Cognitive radio technology emerges as a highly promising solution for optimizing spectrum utilization in next-generation wireless communication systems. Spectrum sensing is crucial for cognitive radio systems, yet implementing Nyquist wideband spectrum sensing poses significant challenges, especially for compact commodity radios with limited energy and computational capabilities. To address these challenges, various sub-Nyquist alternatives have been developed, which overcome the limitations of traditional Nyquist sampling. However, sub-Nyquist techniques, which rely on compressive measurements, are vulnerable to issues such as multipath fading, shadowing, noise uncertainty, and varying channel conditions. To mitigate these issues, a cooperative sensing technique is employed, leveraging the spectral diversity of secondary users. This method enhances detection performance by having secondary users share the recovered spectral support with the master device. The master device then collectively determines the spectrum occupancy status, using the aggregated data to ensure optimal use of available frequencies and reducing the likelihood of interference with licensed users.

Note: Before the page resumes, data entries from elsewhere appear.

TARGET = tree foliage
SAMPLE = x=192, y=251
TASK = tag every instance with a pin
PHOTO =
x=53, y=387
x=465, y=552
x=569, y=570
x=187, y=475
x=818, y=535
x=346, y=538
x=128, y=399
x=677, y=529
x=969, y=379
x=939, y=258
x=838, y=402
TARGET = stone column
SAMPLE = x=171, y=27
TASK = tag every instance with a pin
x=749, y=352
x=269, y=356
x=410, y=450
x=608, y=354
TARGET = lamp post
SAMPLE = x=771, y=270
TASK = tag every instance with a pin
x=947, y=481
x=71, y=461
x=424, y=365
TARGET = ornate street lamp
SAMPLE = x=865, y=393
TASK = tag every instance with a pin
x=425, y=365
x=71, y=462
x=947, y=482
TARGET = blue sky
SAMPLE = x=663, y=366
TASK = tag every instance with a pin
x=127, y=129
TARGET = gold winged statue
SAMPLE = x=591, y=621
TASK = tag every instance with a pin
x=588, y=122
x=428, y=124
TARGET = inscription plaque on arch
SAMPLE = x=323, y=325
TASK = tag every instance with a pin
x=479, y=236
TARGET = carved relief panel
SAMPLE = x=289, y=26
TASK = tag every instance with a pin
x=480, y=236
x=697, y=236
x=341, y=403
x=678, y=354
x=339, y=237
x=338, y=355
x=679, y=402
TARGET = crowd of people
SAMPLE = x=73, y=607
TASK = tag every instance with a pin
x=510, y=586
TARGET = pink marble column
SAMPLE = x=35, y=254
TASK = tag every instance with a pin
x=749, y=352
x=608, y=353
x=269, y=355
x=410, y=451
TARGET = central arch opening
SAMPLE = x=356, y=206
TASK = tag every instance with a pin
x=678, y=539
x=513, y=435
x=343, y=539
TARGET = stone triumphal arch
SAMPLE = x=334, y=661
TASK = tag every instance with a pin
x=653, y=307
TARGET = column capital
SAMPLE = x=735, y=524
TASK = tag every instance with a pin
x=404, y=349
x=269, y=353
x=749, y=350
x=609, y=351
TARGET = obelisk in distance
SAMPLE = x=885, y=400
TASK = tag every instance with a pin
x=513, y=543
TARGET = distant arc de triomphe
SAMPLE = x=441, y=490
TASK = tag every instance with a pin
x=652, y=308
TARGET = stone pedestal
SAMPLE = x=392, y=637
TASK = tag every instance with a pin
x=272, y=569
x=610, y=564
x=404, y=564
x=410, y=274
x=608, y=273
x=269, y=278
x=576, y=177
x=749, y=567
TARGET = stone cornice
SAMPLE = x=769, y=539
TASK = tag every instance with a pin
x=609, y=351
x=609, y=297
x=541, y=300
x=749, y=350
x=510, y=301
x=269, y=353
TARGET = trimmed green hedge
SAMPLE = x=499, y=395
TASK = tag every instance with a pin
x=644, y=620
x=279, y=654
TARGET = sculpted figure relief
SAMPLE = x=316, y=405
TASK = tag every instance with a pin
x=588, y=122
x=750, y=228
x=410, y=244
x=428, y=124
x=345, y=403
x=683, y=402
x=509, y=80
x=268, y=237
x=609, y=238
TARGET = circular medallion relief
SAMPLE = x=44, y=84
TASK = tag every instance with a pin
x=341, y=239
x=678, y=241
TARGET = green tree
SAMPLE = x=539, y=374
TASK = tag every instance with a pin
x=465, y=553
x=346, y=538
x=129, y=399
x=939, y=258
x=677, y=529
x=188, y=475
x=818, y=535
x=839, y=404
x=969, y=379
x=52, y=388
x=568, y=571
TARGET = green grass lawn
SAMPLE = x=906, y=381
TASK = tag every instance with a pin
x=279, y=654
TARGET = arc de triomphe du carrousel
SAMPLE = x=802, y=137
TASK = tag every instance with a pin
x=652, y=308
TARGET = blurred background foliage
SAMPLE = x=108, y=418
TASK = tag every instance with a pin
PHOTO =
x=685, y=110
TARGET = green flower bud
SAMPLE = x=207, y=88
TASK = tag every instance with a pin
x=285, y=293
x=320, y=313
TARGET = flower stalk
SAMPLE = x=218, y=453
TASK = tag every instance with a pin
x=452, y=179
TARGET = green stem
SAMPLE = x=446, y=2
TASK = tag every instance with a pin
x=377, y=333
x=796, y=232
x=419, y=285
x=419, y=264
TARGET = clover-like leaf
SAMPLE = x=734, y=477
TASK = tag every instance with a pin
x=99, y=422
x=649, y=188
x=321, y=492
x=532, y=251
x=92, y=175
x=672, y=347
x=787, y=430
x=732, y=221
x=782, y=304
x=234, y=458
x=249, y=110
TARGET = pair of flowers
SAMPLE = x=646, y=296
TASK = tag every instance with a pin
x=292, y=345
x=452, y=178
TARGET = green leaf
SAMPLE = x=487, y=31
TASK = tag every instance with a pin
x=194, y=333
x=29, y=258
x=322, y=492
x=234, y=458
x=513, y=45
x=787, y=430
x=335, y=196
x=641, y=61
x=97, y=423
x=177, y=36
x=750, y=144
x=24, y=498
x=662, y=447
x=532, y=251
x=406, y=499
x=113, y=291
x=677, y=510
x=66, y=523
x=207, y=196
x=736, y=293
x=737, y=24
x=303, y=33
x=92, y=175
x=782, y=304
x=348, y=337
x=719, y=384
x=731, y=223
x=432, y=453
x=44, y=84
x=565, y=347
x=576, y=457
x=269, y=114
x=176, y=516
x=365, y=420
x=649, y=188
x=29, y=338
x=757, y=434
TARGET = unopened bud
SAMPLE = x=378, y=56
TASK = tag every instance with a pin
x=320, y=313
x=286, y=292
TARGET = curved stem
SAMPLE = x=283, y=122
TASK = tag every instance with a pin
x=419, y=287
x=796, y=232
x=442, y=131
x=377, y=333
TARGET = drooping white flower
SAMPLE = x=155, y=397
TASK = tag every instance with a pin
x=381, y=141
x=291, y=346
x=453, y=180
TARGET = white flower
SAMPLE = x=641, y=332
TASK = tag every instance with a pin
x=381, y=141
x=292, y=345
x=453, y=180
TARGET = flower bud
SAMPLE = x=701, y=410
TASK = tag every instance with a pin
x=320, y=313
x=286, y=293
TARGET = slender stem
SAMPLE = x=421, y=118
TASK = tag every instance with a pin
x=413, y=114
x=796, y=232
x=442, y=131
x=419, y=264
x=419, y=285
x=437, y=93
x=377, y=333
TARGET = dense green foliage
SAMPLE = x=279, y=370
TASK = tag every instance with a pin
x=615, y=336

To further streamline the process and improve detection performance, integrating prior information from a geolocation database is considered, resulting in a hybrid approach. This paper introduces a novel hybrid sub-Nyquist cooperative wideband spectrum sensing technique designed for cognitive radio networks. The primary objectives of this technique include reducing computational and implementation complexity, particularly compared to conventional spectrum sensing schemes. Simulation results validate the efficacy of the proposed hybrid scheme, demonstrating superior detection performance compared to cooperative as well as non-cooperative sensing schemes. This research marks a significant advancement in addressing the challenges of spectrum sensing in cognitive radio networks, offering a more efficient and robust solution for spectrum utilization in dynamic wireless environments.